外は冬ちかい黄昏《たそがれ》。あれから、一昼夜。橋のたもとの、夕刊を買う人の行列の中にはいる。三種類の夕刊を買う。片端から調べる。出ていない。出ていないのが、かえって不安であった。記事差止め。秘密裡に犯人を追跡しているのに違い無い。
こうしては、おられない。金のある限りは逃げて、そうして最後は自殺だ。
鶴は、つかまえられて、そうして肉親の者たち、会社の者たちに、怒られ悲しまれ、気味悪がられ、ののしられ、うらみを言われるのが、何としても、イヤで、おそろしくてたまらなかった。
しかし、疲れている。
まだ、新聞には出ていない。
鶴は度胸をきめて、会社の世田谷の寮に立ち向う。自分の巣で一晩ぐっすり眠りたかった。

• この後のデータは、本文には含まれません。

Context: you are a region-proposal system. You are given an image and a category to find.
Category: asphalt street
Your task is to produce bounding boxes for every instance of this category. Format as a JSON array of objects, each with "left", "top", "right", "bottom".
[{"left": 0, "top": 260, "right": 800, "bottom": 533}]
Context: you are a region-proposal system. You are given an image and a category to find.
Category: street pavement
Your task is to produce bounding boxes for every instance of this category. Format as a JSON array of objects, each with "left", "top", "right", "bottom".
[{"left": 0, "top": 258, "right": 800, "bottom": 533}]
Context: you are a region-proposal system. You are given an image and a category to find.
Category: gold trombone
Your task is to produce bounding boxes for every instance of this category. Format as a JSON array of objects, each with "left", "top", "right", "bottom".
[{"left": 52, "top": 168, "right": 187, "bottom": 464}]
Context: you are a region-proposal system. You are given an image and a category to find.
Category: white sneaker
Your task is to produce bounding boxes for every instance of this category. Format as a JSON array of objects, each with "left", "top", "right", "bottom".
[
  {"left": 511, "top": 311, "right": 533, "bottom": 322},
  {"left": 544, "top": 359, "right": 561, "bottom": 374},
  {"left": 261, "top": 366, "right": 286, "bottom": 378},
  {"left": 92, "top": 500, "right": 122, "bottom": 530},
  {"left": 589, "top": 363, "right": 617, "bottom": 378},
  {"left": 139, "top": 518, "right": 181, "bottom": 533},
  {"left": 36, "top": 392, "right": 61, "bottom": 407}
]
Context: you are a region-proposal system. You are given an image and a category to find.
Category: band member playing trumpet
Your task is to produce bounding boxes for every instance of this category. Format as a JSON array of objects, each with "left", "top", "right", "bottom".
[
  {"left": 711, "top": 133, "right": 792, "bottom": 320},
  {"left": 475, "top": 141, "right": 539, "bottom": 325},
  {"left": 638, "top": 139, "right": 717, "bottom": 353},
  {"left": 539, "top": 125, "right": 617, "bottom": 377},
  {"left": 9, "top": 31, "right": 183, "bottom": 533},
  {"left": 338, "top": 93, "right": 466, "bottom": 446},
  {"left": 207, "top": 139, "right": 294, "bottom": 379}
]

寮では六畳一間に、同僚と三人で寝起きしている。同僚たちは、まちに遊びに出たらしく、留守である。この辺は所謂《いわゆる》便乗線とかいうものなのか、電燈はつく。鶴の机の上には、コップに投げいれられた銭菊《ぜにぎく》が、少し花弁が黒ずんでしなびたまま、主人の帰りを待っていた。